Im Achter gewannen die vier Meisterinnen aus dem Vierer zusammen mit Kolleginnen aus dem Team NRW die Bronzemedaille.
Die Leichtgewichte Esteban Lux, Samuel Blöcher und Juri Sagurna bildeten mit Ruderern aus Berlin und Bad Kreuznach sowie mit Steuerfrau Jule Bolten einen Achter. Im spannenden Drei-Boote-Finale mit ständig wechselnden Positionen - nach 500 m Dritte, bei 1000 m in Führung, bei der letzten Zwischenzeit wieder Dritte gab es im Ziel Silber, was entsprechend bejubelt wurde.
Samuel und Juri starteten außerdem im Zweier ohne Steuermann und gewannen dort Bronze.
Esteban maß sich derweil in der Einer-Konkurrenz mit 15 Gegnern und qualifizierte sich als Vorlauf-Dritter über die Zeit für das Halbfinale. Dort wurde er schließlich undankbarer Vierter und musste der Hitze Tribut zollen.
Ähnlich ging es Jule im Leichtgewichts-Einer der Juniorinnen. Auch sie schaffte es trotz einer schwierigen Saison mit Verletzung, Krankheit und Abiturprüfung als Vorlauf-Vierte über die Zeit ins Semifinale, in dem sie als Sechste die Stärke der Gegnerinnen akzeptieren musste.

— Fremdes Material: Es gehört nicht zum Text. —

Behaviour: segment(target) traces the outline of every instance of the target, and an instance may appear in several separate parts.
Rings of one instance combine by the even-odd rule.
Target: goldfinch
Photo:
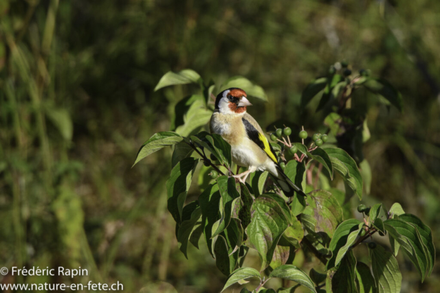
[[[294,191],[305,196],[283,172],[261,127],[246,113],[246,107],[252,106],[246,97],[243,90],[236,88],[219,93],[210,121],[211,133],[221,135],[231,145],[232,161],[238,166],[248,167],[248,171],[234,177],[244,183],[250,173],[267,170],[287,196],[293,196]]]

Timo Krings startete mit Ruderern des Stützpunkts Dortmund in Nachwuchsbooten der U23-Altersklasse, nämlich im Vierer mit Steuermann und Achter.
Im Vierer erreichte seine Crew im vollen Sechs-Boote-Feld - mittlerweile eine Seltenheit in dieser traditionsreichen Bootsklasse, die international nicht mehr im Programm ist - einen guten vierten Platz.
Im Achter hatte man aber einen schweren Stand und musste mit dem B-Finale zufrieden sein, in dem man zweites Boot wurde.
Jette Krieg startete in der U17 mit Anike Hauswald (Bonn) im Doppelzweier. Die beiden U17-Novizinnen ruderten in einem ordentlichen Rennen im Vorlauf auf Platz 5 und sammelten wertvolle Meisterschaftserfahrung für das nächste Jahr.
Insgesamt war es ein anspruchsvolles, aber erfolgreiches Wochenende für die Crew des RTHC.
Ausblick:
Die nächsten Wettkämpfe im Programm der RTHC-Athleten sind:
- der Bundeswettbewerb U15 in Münster mit dem NRW-Team am kommenden Wochenende
- die Deutschen Großbootmeisterschaften in Krefeld am 11. und 12. Juli
- die A-Europameisterschaften in Varese (ITA) vom 31.7. bis 2.8.
- die U19-Weltmeisterschaften in Plovdiv /BUL) vom 6.-9.8.
- die A-Weltmeisterschaften vom 24.-30. August in Amsterdam (NED)
Den drei letztgenannten sind jeweils mehrwöchige Trainingslager zur Mannschaftsbildung bzw. unmittelbaren Wettkampfvorbereitung (UWV) vorgeschaltet.